Tatapanku beralih padanya.
***
Tenggorokanku tercekat, tatapan matanya yang begitu cantik sekaligus tajam menusuk mengarah padaku. Apakah omonganku tadi ada yang menyakitinya?
“Kamu masih tega mikir kesana?” nada suaranya mulai terdengar berbahaya bagiku.
Foto itu, foto seorang anak muda menarik secarik bendera merah putih dari dalam gerobak penjualnya, menumpahkan isinya bahkan menginjak salah satu bendera, dan berlari kearah seorang yang terduduk dengan perut berdarah. Apa maksudnya? Keningku berkerut.
“Dia ceritanya mau nolong orang itu?” tanyaku.
“Ya iyalah, kamu ga liat ekspresinya?
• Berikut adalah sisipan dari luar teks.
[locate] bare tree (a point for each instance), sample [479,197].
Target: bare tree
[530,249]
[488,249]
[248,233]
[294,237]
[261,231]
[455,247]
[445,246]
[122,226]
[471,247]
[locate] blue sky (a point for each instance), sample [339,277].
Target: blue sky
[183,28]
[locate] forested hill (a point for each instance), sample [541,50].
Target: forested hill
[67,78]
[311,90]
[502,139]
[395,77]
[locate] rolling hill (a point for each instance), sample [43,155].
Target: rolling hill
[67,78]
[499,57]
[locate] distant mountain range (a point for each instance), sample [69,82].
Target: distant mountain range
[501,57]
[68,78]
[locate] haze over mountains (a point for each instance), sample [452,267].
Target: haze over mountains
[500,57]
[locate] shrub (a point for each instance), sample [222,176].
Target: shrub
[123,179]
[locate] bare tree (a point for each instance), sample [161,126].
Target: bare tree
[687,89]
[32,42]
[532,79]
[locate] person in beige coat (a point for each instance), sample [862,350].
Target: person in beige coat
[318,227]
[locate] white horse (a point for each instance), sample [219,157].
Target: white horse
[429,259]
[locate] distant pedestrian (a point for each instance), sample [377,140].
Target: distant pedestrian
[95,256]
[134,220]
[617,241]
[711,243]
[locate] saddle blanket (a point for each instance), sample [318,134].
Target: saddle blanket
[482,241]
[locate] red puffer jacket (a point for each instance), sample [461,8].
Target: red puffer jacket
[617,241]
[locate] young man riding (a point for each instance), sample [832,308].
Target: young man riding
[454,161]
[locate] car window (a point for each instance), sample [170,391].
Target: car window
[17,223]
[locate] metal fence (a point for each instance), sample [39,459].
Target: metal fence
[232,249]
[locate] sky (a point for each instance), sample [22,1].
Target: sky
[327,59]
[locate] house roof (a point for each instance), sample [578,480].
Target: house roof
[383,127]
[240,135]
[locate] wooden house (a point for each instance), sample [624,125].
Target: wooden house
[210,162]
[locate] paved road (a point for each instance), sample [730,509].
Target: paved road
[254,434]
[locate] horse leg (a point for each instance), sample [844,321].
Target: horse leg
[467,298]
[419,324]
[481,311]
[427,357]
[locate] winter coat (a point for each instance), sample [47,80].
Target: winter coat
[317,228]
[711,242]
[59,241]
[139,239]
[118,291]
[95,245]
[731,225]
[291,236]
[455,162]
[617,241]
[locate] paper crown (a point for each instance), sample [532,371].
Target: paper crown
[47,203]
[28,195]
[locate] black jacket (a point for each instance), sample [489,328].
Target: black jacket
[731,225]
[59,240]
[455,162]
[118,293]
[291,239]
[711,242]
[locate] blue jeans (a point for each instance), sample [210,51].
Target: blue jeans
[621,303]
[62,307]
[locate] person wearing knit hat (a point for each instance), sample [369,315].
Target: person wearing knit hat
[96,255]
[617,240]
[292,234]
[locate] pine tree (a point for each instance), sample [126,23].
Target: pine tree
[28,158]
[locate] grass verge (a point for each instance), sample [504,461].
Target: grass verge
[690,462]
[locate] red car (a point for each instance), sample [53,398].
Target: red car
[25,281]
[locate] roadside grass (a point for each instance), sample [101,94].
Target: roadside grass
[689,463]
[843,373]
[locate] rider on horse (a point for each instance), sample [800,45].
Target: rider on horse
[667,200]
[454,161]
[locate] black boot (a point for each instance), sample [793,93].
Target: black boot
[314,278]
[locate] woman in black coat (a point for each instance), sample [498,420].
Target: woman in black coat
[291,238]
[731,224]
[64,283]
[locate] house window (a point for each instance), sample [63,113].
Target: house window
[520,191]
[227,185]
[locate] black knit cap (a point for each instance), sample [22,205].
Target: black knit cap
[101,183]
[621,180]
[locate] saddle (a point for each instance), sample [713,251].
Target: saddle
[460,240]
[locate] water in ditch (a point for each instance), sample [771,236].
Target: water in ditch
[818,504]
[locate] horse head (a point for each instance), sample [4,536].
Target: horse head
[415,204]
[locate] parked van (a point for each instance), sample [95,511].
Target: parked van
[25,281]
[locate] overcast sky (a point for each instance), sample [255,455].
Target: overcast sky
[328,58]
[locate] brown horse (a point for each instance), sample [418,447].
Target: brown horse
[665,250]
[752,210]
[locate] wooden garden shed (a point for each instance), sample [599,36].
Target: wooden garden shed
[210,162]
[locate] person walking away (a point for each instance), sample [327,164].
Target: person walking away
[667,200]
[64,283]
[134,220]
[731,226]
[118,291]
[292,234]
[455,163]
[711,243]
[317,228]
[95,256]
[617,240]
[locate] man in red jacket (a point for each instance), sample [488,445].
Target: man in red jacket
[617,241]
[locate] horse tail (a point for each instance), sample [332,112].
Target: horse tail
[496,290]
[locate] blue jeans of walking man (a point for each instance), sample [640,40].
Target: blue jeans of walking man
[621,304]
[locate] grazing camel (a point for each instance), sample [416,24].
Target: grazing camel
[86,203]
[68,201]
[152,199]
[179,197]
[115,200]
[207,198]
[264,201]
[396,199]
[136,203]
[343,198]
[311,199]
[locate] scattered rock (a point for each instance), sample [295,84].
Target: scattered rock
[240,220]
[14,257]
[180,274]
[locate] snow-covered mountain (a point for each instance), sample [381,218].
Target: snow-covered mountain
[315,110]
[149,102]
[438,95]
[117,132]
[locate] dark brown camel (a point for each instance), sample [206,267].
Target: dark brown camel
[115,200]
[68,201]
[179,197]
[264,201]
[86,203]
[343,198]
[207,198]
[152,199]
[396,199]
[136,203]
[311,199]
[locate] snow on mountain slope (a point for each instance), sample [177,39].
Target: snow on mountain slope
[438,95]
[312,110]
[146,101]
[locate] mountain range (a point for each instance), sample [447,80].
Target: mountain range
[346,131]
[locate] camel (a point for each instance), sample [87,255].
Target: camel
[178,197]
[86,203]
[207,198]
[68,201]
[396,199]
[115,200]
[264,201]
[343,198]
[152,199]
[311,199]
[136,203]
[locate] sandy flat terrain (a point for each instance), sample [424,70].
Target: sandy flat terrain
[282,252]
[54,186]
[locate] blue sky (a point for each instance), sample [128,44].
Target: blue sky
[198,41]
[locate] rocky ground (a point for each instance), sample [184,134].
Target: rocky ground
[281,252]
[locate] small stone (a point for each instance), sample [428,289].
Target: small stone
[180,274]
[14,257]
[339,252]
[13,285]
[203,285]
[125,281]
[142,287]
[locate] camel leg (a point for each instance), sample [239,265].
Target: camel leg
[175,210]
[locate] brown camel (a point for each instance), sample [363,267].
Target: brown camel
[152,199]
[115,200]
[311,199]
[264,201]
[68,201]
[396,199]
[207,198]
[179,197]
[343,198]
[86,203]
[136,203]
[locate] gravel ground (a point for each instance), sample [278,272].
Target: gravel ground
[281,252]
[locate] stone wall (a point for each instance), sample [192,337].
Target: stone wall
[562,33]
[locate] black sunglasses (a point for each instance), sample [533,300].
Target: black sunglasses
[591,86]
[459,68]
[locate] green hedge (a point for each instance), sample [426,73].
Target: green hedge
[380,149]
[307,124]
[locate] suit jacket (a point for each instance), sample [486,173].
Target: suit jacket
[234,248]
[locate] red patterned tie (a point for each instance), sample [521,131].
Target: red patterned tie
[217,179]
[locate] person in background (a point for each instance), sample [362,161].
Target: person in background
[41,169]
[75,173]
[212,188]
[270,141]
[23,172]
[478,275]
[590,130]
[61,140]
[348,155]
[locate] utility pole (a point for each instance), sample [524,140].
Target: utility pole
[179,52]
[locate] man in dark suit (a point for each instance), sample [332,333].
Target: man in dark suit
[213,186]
Suasana mereka semua?”
“Tapi kan gak harus bendera juga?” tambahku. “Kenapa ga diganti dengan kain biasa, lagian penjual kain kan lebih umum secara statistic dibanding penjual bendera.”
“Diganti ndan? Kamu ngomong apa sih? Diganti gimana?” Steani kali ini melongo menatap kedua bola mataku dengan bibir yang sedikit terbuka, yang biasanya membuaiku untuk penasaran menciumnya. Namun tidak kali ini… ekspresi ini justru membuatku makin salah tingkah.
“Iya kok sengaja make bendera, biar makin kontroversial gitu?” Aku balik bertanya.
“Ndan, kamu tau gak dari tadi kamu ada di pameran documentary? Ini semua gambar asli dan paparan langsung dari kejadian sebenarnya.” “Kamu bilang kamu penikmat fotografi sepertiku.” Nada Steani mulai meninggi.
“Kalau emang asli kenapa fotografernya malah diam dan gak nolong orang itu? Malah sempet-sempetnya ambil gambar” Ujarku membela diri.
“Kamu… aku pulang sendiri.” Steani menatapku dengan aneh untuk terakhir kalinya sebelum balik badan. Meninggalkanku yang berdiri mematung.
***
From: ramdan
An, kmu marah krn foto itu? Sorry deh, tapi tiap org kan punya ksukaan masing2
22:23:15 Steani, melempar handphone-nya ke sofa dan menjatuhkan tubuhnya di sebelahnya. Menatap pada foto yang sama dengan yang dipameran tadi dalam frame yang lebih kecil. Salah satu foto prestasinya, setelah 2 bulan hunting foto di sebuah kota terpencil yang penuh pergolakan. Kota yang para penegak hukumnya hamper tidak ada, dikendalikan ormas yang sewenang-wenang. 2 bulan penuh bahaya yang ditebus untuk sebuah foto ini.
Sebuah foto yang di cerca oleh orang yang disukainya. Orang yang sejak awal bertemu mengaku penikmat fotografi, yang pernah chatting tentang Anna Leibovitz, yang pernah menyombongkan pengetahuannya akan strobist, semua yang ia tahu kini hanya bualan belaka. Bahkan akhir ini ia bilang punya kamera tua dari kakeknya?
“…kalau baru kenal aja udah pembohong begini, ga ada yang bias menjamin nantinya kan?” batinnya.
Steani kembali meraih handphonenya.
***
From: Steani Anggita
Bukan masalah fotonya, piker aja sendiri apa salahmu dasar lelaki pendusta!
22:28:30Ramdan terlongo memandang handphone-nya yang terletak dimeja. Tangannya masih sibuk membersihkan body kamera Voigtländer V6 warisan kakeknya. Sebuah kamera yang paling tua yang ia miliki disamping sederet koleksi kamera holganya yang tersusun rapi.
“Aku memang ga pernah bisa mengerti wanita… “ Batinnya.